Dalam konteks inilah makna Idulfitri juga bisa diartikan sebagai terbebas dari perilaku korupsi yang sudah merusak sendi-sendi kehidupan berbangsa dan bernegara. Merayakan Idulfitri seharusnya menjadi pernyataan sikap dan komitmen bagi setiap individu untuk tidak melakukan tindakan koruptif, manipulatif dan diskriminatif yang merupakan cikal bakal dari perilaku korupsi di masa yang akan datang.

Bukan malah sebaliknya Idulfitri dimaknai sebagai permulaan untuk kembali kepada perilaku lama. Jika hal ini disadari oleh masing-masing individu, maka hari raya Idulfitri akan menjadi babak baru bagi perbaikan kondisi bangsa.

Idulfitri merupakan momentum yang tepat bagi seluruh penggiat anti korupsi dan tokoh-tokoh masyarakat lainnya, untuk bahu membahu memberikan pencerahan kepada seluruh unsur masyarakat, baik sebagai masyarakat biasa maupun sebagai pejabat publik.

Hal ini sekaligus membuktikan bahwa, jika ibadah puasa dijalankan atas dasar kesungguhan hati untuk menjawab panggilan Allah SWT, maka nilai-nilai religius yang terkandung di dalamnya, akan mampu memangkas perilaku korupsi yang sudah meresahkan tersebut.

Ramadhan harus menjadi momentum bagi bangsa Indonesia untuk memperbaiki perilaku dan akhlak yang merusak sendi-sendi kehidupan berbangsa dan bernegara.
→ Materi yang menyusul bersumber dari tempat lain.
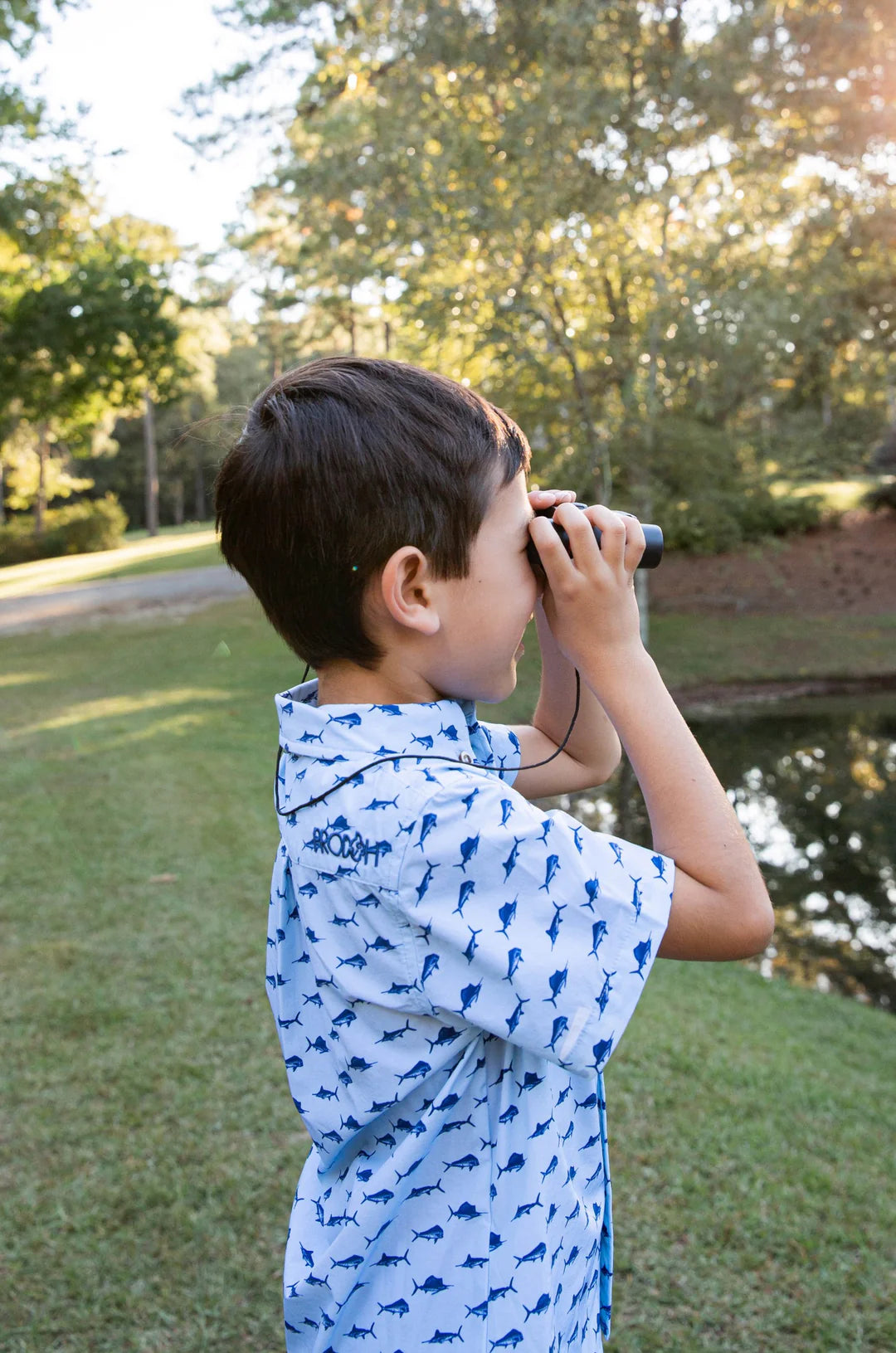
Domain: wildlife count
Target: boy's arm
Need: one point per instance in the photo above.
(593, 752)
Puasa sebagai ibadah harus dipahami secara komprehensif, selain memiliki makna secara fisik dan batiniah juga memiliki makna sosial yang mendalam.
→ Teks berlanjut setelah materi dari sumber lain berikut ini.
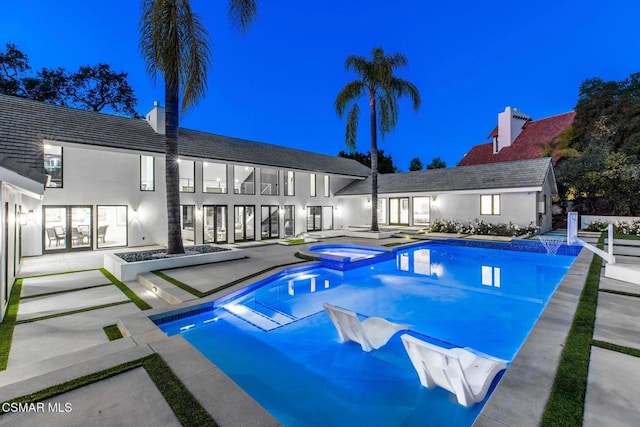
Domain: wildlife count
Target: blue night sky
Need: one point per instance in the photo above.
(277, 83)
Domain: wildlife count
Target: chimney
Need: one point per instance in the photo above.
(510, 123)
(155, 118)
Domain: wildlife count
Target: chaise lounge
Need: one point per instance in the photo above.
(372, 333)
(457, 370)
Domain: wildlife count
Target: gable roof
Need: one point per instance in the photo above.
(525, 145)
(24, 124)
(520, 174)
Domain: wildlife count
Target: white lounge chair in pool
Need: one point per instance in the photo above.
(457, 370)
(372, 333)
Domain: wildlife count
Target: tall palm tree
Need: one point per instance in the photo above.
(175, 44)
(377, 80)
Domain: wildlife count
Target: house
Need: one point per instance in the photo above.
(518, 192)
(76, 180)
(517, 137)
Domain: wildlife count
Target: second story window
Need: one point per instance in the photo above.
(147, 173)
(187, 175)
(312, 185)
(53, 165)
(214, 178)
(269, 181)
(290, 184)
(244, 180)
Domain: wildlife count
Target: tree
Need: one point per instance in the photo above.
(385, 163)
(415, 165)
(93, 88)
(175, 44)
(377, 82)
(437, 163)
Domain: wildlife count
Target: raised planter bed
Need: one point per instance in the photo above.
(145, 261)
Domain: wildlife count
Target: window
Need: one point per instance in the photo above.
(269, 182)
(382, 211)
(147, 173)
(214, 178)
(187, 176)
(312, 185)
(53, 165)
(421, 210)
(187, 217)
(244, 180)
(270, 222)
(215, 224)
(289, 220)
(490, 204)
(111, 229)
(289, 184)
Puasa menanamkan nilai dalam relasi dengan Sang Khalik dan masyarakat secara luas, untuk melatih atau menanamkan perilaku atau sikap patuh dan taat dalam menjalankan perintah Allah SWT. Pada akhirnya, pada saat hari raya Idulfitri, untuk sementara waktu, bangsa kita bisa terbebas atau fitri dari korupsi.